After all, a Bentley must not vibrate when driven. Hence the reinforced sills and the braces beneath the cabin. Hence the sturdy strengthened steel tubing around the windscreen and the better mountings for the rear subframe.
There have also been changes to the rear suspension to free up a bit of space to stow that roof.
The basic set-up is the same as the coupe, a four-link arrangement at the front and a trapezoidal multi-link rear, with computer-controlled air springs and electrically controlled shock absorbers instead of conventional coils.
But the damper has been lowered 210mm and mounts to a new lower link, with an aluminium-cast mounting to hold it firmly in place.
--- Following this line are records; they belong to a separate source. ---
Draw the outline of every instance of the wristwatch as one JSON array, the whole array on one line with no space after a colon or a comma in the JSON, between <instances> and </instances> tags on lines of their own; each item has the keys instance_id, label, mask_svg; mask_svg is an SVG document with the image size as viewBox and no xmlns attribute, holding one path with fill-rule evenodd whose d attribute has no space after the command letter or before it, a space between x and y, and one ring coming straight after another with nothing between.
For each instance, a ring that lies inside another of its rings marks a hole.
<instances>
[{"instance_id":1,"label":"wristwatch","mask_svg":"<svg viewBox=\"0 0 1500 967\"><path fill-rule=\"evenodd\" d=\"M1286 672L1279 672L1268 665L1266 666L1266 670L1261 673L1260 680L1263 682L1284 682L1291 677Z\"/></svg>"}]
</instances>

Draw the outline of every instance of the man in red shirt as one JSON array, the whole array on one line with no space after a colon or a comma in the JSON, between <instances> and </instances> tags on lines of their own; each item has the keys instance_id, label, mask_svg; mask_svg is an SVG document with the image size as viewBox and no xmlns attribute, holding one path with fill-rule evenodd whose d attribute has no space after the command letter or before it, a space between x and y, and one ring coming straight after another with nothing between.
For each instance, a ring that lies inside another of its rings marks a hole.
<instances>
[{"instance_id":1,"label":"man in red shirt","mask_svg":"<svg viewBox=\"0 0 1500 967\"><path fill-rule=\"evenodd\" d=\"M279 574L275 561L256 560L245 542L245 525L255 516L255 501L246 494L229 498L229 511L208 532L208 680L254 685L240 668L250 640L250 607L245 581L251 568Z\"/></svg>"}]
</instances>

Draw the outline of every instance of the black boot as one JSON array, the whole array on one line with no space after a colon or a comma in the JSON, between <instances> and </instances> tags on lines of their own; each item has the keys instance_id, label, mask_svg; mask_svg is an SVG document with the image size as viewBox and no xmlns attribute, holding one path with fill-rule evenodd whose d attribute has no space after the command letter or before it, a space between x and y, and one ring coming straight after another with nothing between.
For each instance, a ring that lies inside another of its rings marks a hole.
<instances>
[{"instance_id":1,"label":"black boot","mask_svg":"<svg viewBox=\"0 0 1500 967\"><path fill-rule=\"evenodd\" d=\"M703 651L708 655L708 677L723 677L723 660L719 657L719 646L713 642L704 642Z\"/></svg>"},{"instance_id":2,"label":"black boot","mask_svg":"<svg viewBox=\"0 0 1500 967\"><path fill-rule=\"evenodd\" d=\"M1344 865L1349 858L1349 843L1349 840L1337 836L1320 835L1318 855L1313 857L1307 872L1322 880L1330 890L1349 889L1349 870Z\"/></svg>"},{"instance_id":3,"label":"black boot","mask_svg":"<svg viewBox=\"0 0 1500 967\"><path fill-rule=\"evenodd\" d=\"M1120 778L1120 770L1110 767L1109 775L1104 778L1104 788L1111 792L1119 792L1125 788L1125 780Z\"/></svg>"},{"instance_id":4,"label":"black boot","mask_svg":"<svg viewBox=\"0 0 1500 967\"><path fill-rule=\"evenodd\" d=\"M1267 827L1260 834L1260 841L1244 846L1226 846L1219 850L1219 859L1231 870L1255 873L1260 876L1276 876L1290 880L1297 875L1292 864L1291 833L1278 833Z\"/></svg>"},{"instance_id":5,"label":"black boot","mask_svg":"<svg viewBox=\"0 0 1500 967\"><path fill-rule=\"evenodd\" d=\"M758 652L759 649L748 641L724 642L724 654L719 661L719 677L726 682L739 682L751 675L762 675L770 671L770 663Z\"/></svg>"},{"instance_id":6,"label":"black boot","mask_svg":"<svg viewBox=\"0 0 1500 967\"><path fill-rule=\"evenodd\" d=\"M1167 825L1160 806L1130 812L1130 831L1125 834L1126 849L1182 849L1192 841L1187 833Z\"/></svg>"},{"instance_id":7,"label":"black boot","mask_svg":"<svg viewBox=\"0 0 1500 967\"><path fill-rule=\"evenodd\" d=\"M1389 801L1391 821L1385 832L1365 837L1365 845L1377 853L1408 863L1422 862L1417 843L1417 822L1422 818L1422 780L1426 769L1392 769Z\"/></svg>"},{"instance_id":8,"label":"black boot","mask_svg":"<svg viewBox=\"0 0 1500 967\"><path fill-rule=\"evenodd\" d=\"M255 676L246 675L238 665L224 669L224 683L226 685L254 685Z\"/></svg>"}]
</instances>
Thus the space for this roof, a triple-layer, seven-bow fabric affair with a heated rear screen and even an interior light, that folds silently away at speeds under 30km/h.
It's a masterful creation, not least because the car's roof-up lines are not a compromise, the low profile only emphasising the GTC's sporty feel, its 1930s glamour persona.
It's pretty useful glamour. Extensive wind tunnel work ensured aerodynamic stability at speeds over 300km/h - yes, find a German autobahn and the GTC should hit 306km/h with the roof folded, a tad more with it up.
With the roof in place you revert to a more traditional Bentley flavour, for it's still impressively quiet inside. You can almost hear the fuel glugging down those pipes as you prod that throttle.
There's still the rather good 6-litre W12 engine under the bonnet, embellished with its pair of Borg Warner turbochargers.
It still puts out 411kW at 6100rpm and 650Nm at 1600rpm to all four wheels via a six-speed ZF auto gearbox, and somehow still takes the car to a claimed 5.1-second zero to 100km/h time despite the weight - rather good for a car this hefty.
The penalty is its thirst, with a claimed combined figure of 17.1 litres/100km, and a round-town thirst of 26.2 litres for every 100km travelled.
Clearly, if you can afford $450,000 - $100,000 more than the coupe - you won't be worrying about the fuel bill.
Or the scenic flights, which is no doubt why Bentley flew us to the Sydney launch location by float plane, taking off from some swanky waterside restaurant and landing at another, the sun shining on beach umbrellas and glinting off blue sea fringed by golden beaches that set off to perfection the Bentley's casual elegance.
The interior is instantly recognisable as a Continental, the controls are the same, though the wuffle from the engine has a fresh immediacy thanks to Bentley's petrolhead engineers, who fitted a valve that opens at idle, or under hard acceleration, to give a more purposeful, loin-melting note from those 12 cylinders.
Leaving the envy of Sydney's beachside idle rich behind, we headed for them thar hills - not this car's home territory, despite its manifest talents.
But we were following the new, more powerful Arnage, its almost 6m length and plush suspenders severely outclassed by the tight bends in this road.
In comparison, the GTC felt almost nimble. It certainly felt impressively stiff, with barely a hint of scuttle shake on even the bumpiest surfaces, as you'd expect from a Bentley.
For most cars, chopping the top makes for compromise in the looks when the fabric roof rises.
But Bentley isn't at home to compromise, and the GTC is as complete a car in its own right as the coupe on which it is based.